Fiscais libertam 120 trabalhadores em condições precárias em MT

O Grupo Móvel de Fiscalização e Combate ao Trabalho Escravo libertou cerca de 120 pessoas em condições degradantes de trabalho em quatro fazendas no interior de Mato Grosso. As informações são da assessoria do Ministério Público do Trabalho.

Na sexta-feira (18/6), depois de terem feito a fiscalização nas fazendas Java, Tucano e Reata, onde foram verificadas apenas irregularidades trabalhistas, os integrantes do Grupo Móvel foram procurados à noite por um grupo de 26 trabalhadores que pediu o deslocamento da equipe até a fazenda Floresta, onde foi confirmada a situação precária de outros 20 lavradores.

Os trabalhadores preparavam manualmente a terra para a plantação de soja. Eles catavam as raízes que ficavam no solo após a queimada. O procurador do Trabalho Eder Sivers, que acompanhou a ação ao lado de auditores fiscais do Trabalho e de policiais federais, disse que os integrantes do Grupo Móvel ficaram supresos com o contraste visto nas propriedades.

“Vimos a alta tecnologia que empregam no campo: colheitadeiras e tratores modernos equipados com GPS, muitos ainda nem tinham sido usados, mas não dá para entender o tratamento dispensado aos trabalhadores. Eles ocupavam alojamentos improvisados no meio do mato, sem a menor condição de higiene e segurança e sem a possibilidade de deslocamento”, afirmou.

Sivers disse que os responsáveis pelas fazendas concordaram em reparar as irregularidades e indenizar os trabalhadores. Com o dono das fazendas Java e Tucano, identificado como Lívio José Andrighetti, foi firmado Termo de Compromisso de Ajustamento de Conduta (TAC).

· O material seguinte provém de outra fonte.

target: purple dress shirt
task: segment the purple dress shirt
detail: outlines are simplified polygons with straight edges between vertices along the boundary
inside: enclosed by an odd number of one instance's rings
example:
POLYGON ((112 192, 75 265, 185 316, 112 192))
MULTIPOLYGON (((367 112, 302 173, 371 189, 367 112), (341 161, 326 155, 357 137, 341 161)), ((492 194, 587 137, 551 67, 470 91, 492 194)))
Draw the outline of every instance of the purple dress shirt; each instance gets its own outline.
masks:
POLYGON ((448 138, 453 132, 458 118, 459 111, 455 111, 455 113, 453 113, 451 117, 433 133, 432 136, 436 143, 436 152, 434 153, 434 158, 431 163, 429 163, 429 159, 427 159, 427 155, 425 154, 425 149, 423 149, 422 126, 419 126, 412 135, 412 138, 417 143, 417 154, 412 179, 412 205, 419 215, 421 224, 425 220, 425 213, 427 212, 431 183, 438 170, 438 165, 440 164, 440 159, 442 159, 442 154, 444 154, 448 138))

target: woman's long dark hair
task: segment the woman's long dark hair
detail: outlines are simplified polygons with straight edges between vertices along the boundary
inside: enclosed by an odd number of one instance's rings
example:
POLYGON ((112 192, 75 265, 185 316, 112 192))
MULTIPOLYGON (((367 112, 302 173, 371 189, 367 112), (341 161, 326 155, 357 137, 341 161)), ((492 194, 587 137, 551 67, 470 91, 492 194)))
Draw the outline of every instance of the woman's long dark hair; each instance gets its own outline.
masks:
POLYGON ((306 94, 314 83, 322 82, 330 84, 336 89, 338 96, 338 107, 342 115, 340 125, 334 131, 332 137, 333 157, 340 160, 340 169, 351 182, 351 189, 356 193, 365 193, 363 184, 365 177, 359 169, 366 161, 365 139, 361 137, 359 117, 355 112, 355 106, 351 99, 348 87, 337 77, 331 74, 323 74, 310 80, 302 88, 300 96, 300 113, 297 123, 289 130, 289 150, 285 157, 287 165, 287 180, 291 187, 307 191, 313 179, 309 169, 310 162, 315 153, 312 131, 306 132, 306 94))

“Em dois dias, os alojamentos das fazendas foram derrubados e reformados. Agora têm beliches, banheiros e cozinha condizentes”, disse o procurador. As verbas rescisórias desses trabalhadores podem chegar a R$ 150 mil.

Com o dono da fazenda Floresta, identificado como Valmor Cunha, foram acertados o pagamento da rescisão dos contratos, estimado em R$ 70 mil, e o deslocamento dos trabalhadores para os locais de origem, nos estados do Maranhão e Alagoas.